No because the gitlab pipeline compiles it with vulkan fine.

download this build here: https://gitlab.com/mobile-artificial-intelligence/maid/-/jobs/7663138914

its an issue with the github action thats causing it to not detect the vulkan headers

danemadsen commented 2 weeks ago

nvm its not working there either

ILOVEPIE commented 2 weeks ago

OK, I figgured it out... probably. the docs on this are terrible but i have an idea now. Ill test it on my fork then PR the changes.

danemadsen commented 2 weeks ago

Ok, much appreciated if you can get it working.

ILOVEPIE commented 2 weeks ago

Ok, much appreciated if you can get it working.

Assuming I don't need to make any other minor adustments to the build file, and the binary doesn't crash, I should be able to send that PR over shortly. I've already got it detecting the android vulkan library. There were some outdated paths in the CMakeLists though, which caused the build to fail when vulkan was available. So, fingers crossed that it doesn't crash when I install and test it.

ILOVEPIE commented 2 weeks ago

Ugg... The vulkan c++ headers aren't in the NDK, only the c ones.

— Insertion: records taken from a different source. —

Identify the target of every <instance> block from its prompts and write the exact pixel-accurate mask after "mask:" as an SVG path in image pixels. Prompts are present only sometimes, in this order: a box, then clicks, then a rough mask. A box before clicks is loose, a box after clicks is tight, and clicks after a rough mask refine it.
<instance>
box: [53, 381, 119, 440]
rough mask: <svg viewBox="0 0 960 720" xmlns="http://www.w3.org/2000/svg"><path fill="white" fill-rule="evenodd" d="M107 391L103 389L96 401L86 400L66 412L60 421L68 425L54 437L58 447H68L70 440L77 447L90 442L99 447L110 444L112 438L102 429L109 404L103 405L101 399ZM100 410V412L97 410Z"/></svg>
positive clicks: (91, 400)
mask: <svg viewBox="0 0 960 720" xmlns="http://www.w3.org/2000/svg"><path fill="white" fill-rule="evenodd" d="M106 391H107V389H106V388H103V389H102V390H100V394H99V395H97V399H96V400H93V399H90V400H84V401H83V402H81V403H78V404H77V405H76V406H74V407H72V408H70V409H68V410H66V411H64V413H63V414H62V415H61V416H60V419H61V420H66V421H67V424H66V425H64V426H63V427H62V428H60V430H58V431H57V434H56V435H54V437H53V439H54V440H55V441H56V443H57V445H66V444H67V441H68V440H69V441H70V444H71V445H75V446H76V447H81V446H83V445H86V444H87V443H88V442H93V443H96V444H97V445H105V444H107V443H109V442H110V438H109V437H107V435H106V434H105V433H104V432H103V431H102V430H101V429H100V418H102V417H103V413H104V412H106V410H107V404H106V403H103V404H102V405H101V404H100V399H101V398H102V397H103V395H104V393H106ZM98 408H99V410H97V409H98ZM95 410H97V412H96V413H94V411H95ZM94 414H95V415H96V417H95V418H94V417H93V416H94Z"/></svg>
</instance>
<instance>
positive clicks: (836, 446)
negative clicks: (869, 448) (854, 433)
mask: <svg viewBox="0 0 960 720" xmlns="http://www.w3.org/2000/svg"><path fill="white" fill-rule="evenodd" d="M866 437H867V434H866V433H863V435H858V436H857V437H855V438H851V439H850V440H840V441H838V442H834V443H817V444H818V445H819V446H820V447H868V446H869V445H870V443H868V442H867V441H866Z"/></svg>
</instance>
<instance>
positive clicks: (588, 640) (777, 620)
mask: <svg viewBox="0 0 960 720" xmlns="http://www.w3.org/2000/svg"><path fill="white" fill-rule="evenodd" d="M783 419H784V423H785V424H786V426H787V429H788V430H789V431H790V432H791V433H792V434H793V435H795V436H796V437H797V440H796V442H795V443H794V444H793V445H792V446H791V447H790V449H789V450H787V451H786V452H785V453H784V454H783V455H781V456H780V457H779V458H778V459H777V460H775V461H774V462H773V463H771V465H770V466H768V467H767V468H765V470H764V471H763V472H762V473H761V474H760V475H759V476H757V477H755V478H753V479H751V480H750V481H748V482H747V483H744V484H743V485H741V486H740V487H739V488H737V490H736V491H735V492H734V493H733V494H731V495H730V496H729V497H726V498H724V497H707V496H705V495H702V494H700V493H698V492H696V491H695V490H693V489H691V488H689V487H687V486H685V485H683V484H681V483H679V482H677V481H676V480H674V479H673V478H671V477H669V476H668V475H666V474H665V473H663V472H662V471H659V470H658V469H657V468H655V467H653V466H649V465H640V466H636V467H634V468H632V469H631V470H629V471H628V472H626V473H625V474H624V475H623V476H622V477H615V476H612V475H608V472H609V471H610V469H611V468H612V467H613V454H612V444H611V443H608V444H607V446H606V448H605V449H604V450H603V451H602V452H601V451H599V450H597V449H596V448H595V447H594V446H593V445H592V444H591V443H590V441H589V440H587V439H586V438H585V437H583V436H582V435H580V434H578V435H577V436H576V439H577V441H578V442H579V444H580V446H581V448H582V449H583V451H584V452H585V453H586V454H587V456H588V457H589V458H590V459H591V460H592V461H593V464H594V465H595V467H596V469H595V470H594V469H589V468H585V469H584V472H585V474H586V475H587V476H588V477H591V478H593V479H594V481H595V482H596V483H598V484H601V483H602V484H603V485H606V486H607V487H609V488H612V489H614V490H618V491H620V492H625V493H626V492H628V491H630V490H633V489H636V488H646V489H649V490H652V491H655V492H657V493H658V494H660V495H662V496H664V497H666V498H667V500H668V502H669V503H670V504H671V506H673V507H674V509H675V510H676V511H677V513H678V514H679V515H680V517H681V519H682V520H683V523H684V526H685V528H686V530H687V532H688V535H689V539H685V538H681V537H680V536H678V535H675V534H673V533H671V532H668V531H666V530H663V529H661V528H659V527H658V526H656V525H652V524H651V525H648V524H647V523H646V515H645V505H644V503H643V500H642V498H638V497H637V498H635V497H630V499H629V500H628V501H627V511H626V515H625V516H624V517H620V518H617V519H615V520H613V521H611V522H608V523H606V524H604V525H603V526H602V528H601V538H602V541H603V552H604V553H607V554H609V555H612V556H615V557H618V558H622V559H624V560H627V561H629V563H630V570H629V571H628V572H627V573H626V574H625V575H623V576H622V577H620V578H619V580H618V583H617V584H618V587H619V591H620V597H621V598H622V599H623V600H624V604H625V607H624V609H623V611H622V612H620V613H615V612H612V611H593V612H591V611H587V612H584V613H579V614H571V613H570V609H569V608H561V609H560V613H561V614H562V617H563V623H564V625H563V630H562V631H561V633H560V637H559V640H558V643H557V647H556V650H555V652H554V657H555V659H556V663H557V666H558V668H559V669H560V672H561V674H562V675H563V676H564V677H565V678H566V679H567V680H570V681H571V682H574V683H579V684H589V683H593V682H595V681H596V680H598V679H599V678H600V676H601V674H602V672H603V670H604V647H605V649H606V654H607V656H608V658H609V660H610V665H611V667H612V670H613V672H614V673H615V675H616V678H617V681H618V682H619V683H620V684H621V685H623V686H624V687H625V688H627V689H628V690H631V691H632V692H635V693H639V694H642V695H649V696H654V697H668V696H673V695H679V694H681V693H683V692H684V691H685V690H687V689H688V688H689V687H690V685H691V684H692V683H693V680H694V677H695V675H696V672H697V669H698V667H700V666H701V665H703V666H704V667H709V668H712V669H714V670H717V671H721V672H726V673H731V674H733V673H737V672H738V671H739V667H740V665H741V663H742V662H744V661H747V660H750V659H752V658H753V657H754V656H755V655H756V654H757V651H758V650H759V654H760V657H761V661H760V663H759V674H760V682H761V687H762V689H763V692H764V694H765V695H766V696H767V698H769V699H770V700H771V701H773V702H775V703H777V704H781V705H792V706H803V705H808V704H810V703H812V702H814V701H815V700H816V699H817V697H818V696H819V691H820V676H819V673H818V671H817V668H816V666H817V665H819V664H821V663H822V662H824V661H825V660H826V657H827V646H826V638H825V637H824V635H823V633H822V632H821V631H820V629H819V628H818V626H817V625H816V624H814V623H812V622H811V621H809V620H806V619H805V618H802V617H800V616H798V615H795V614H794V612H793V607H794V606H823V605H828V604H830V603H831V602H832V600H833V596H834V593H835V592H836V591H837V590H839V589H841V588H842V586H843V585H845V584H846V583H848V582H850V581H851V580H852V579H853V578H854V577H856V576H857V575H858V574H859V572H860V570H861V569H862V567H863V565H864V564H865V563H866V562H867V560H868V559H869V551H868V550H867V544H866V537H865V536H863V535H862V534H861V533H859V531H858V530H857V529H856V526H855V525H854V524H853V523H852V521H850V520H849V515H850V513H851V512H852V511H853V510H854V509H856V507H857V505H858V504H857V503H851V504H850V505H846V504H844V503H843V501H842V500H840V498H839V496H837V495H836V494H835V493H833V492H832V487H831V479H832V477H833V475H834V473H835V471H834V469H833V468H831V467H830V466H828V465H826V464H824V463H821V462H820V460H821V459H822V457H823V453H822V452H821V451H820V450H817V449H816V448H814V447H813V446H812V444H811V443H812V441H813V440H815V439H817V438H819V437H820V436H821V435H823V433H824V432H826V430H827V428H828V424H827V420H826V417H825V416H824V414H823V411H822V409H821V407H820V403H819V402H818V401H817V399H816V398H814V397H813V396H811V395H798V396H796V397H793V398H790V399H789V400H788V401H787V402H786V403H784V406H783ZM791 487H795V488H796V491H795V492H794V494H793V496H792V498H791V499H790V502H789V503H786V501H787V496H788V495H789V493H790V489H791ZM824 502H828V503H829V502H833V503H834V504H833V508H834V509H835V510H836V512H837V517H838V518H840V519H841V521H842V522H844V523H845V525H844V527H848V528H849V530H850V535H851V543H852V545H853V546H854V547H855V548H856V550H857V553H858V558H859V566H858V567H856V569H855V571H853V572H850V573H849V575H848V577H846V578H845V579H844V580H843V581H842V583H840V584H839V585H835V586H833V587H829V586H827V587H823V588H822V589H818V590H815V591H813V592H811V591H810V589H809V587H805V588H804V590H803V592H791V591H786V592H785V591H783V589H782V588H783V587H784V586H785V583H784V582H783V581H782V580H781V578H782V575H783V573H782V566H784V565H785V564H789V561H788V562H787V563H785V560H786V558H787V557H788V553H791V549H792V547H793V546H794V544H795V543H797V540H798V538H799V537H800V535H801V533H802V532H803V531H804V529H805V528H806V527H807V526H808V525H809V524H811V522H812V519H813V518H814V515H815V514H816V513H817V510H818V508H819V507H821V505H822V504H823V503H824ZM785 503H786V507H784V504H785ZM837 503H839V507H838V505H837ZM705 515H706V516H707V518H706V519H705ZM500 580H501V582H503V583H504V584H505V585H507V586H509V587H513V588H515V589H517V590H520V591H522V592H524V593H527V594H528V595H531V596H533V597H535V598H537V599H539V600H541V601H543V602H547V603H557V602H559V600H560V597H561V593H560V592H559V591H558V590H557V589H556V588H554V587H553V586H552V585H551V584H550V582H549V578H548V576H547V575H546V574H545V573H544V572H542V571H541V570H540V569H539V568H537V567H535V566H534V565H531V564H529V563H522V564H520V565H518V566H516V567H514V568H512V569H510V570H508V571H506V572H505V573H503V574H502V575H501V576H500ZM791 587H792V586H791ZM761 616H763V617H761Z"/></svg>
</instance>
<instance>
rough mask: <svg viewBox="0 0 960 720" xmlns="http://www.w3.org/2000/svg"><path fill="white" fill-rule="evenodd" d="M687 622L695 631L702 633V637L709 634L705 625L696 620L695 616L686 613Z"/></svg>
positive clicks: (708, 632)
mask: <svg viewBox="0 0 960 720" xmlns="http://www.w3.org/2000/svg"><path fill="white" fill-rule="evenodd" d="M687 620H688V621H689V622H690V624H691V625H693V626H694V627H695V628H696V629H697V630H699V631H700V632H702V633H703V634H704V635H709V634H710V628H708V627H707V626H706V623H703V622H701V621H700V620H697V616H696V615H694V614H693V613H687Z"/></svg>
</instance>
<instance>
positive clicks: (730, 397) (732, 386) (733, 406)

danemadsen commented 2 weeks ago

You got this bro, i believe in you.

ILOVEPIE commented 2 weeks ago

You got this bro, i believe in you.

I have some good news and some bad news. I got the Vulkan support compiling. I haven't tested it yet, but I got it to find the headers and library in the compile phase. The problem is it's going to require a higher minimum version of android than we currently require, the llama.cpp vulkan implementation (for the version of llama.cpp we're currently using) requires (at least) vulkan 1.1 support (maybe higher) which means Android 14 minimum. The only solution I can come up with is having both a CPU-based version of the library and a GPU-based version of the library, and we detect if the user has Vulkan support and use the CPU library if they don't. And then we also give them an option to toggle GPU acceleration off, because phone SOC manufacturers aren't known for their GPUs and GPU Drivers. What I mean is phones tend to have fairly buggy GPUs, so we should at least have the option to turn the acceleration off.

danemadsen commented 2 weeks ago

The only solution I can come up with is having both a CPU-based version of the library and a GPU-based version of the library, and we detect if the user has Vulkan support and use the CPU library if they don't.

Its probably best to just ship 2 releases, 1 for vulkan / android 14 and 1 for versions below 14. Obviously it would be best to allow the user to switch between GPU / CPU (and eventually NPU) but for now shipping 2 apk's / bundles is probably a faster solution.

ILOVEPIE commented 2 weeks ago

The only solution I can come up with is having both a CPU-based version of the library and a GPU-based version of the library, and we detect if the user has Vulkan support and use the CPU library if they don't.

Its probably best to just ship 2 releases, 1 for vulkan / android 14 and 1 for versions below 14. Obviously it would be best to allow the user to switch between GPU / CPU (and eventually NPU) but for now shipping 2 apk's / bundles is probably a faster solution.

To be honest, I think it's about the same amount of work to do either option. So I'd rather do the more permanent solution.

ILOVEPIE commented 2 weeks ago

Just about to test the vulkan build.

ILOVEPIE commented 1 week ago

I've been trying to figure out why the Vulkan build is crashing. I'm not exactly sure. I'm getting some sort of weird illegal signal on ARM. I'm not too familiar with the ARM architecture. So I'm not sure if this is indicating an illegal instruction or some type of illegal register value or something. I don't know.

ILOVEPIE commented 1 week ago

I'm going to attempt to make a x86_64 build of the app to see if that will elucidate anything.